Pre-Vocational Recovery (12 sessions/weeks)
-Pre-Vocational Recovery is a 12 Week Course designed to prepare participants for entry into a new career or a college education. The class will cover career and education goals, resume building, essay writing, and several other topics designed to get them ready to apply to a new school or a new job. This class will also cover topics like studying for the GED or SAT/ACT. The ideal participant is looking to change careers (or enter into a career for the first time), or looking to apply to college. The goal of this course is to give the participants the skills needed to thrive in a competitive workforce and stand out against other applicants. This class is led by a Bachelor’s level Case Manager.
Recovery Works (12 sessions/weeks)
-Employment is a significant accomplishment and can be a critical key to recovery and long-term sober living. This course seeks to teach participants how to prioritize their recovery while still honoring their life obligations. Work ethic, wellness, recovery capital, values, and internal motivators are some of the topics which will be used to assist participants in achieving a work/life balance. Ideal participants for this course, though not required, should be employed, have a period of sobriety, and in their last quarter at DRC. This course can also be beneficial for participants who have a period of sobriety and are seeking employment. When possible, guest speakers from the community are used to cover the class topics. This class is led by a Bachelor’s level Case Manager.

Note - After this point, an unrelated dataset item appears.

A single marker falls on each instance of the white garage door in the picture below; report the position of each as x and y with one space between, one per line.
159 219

Relapse Prevention - Minnesota Department of Corrections and Hazelden (ongoing)
-Relapse Prevention is a discussion based class designed to help the participants address the areas of their lives that could potentially lead to relapse and what they can do to prevent those challenges from bringing them down. The class discusses self-worth, finding and maintaining healthy relationships, and a wide array of other topics that are often led by the participants themselves. Upon completing this course a participant should be able to not only identify the areas of their life that could potentially lead to relapse, but they will also have the skills necessary to overcome those challenges whenever they may appear. This class is led by a Bachelor’s level Case Manager and Peer Recovery Support Specialists.

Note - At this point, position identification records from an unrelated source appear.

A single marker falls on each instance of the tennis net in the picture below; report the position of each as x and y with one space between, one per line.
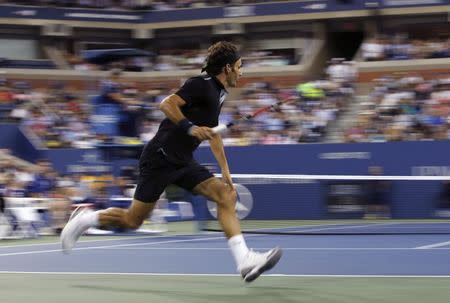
340 205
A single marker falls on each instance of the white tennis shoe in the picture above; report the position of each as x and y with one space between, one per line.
256 263
74 229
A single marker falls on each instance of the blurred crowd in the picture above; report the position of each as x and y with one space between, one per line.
405 108
179 59
52 194
122 113
400 47
135 4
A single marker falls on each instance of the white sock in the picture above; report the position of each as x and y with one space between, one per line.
238 248
90 219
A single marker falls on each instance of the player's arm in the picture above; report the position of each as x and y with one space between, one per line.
218 151
171 107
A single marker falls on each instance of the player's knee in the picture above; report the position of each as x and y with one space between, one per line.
227 198
133 223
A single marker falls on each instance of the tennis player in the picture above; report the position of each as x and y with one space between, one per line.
191 114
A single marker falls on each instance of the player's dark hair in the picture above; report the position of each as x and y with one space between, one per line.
219 55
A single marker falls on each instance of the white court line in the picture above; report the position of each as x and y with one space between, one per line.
217 275
434 245
343 227
119 238
108 246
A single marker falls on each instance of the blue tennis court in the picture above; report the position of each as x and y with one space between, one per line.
314 268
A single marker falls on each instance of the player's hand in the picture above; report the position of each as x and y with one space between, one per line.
202 133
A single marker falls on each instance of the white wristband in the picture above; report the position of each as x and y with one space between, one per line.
219 128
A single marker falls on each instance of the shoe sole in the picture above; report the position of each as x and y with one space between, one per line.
79 210
272 260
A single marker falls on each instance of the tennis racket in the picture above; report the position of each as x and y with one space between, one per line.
222 127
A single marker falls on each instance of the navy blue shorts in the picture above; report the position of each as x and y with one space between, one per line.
156 173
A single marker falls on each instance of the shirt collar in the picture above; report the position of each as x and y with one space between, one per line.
218 83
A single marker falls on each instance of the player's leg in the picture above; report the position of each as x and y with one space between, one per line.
84 219
250 264
225 197
131 218
152 181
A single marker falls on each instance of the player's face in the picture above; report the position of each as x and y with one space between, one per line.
234 74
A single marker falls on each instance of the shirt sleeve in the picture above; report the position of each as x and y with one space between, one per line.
192 91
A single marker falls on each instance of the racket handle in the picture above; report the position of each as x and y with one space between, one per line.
219 128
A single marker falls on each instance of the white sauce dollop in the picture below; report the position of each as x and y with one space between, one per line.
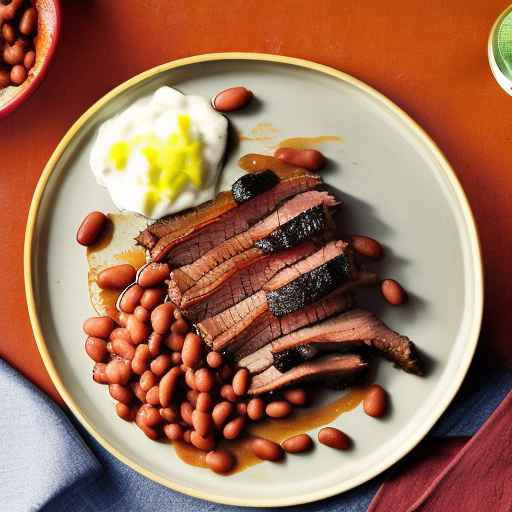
158 115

SMART Recovery – SMART Recovery International (12 sessions/weeks)
-The SMART Recovery curriculum was created for participants seeking a self-empowering way to overcome addictive problems. SMART is an acronym which stands for Self-Management and Recovery Training. The program offers a transformative method of moving from addictive substances and negative behaviors to a life of positive self-regard and willingness to change. This class is led by a Bachelor’s level Case Manager and Peer Recovery Support Specialists.
Wellness Recovery Action Plan - Human Potential Press, Advocates for Human Potential (WRAP - Ongoing)

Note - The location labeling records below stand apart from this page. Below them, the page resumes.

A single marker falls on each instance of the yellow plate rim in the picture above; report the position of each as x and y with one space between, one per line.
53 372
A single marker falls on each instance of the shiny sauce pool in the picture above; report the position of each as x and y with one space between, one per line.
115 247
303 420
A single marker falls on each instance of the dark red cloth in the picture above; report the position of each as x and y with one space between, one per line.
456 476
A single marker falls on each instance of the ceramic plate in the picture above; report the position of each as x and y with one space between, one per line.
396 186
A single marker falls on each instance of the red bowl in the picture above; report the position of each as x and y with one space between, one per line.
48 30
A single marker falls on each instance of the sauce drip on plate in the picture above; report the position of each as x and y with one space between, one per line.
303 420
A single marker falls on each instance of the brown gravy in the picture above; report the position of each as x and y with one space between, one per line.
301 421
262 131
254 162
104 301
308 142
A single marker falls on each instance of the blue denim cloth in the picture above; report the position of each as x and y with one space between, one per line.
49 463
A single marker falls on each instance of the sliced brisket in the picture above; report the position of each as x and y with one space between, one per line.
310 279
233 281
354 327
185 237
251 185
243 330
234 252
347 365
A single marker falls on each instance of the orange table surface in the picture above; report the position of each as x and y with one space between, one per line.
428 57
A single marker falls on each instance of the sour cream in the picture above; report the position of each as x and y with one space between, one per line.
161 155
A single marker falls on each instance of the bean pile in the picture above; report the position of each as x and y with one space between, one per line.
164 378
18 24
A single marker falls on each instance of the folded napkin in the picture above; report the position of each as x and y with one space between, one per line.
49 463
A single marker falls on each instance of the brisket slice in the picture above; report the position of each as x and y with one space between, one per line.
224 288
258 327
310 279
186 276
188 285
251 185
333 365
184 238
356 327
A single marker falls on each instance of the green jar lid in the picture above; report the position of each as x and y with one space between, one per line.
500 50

-WRAP is a prevention and wellness process that anyone can use to get well, stay well, and make their life more the way they want it to be through a series of tools and action plans. This is a process for anyone who wants to make positive changes in the way they feel and the way they react to life. In WRAP, we believe there are no limits to recovery and wellness. Participants in this group will actively work to prepare a written recovery plan which can be used to help improve their lives, support systems, and avoid relapse. This class is led by Peer Recovery Support Specialists.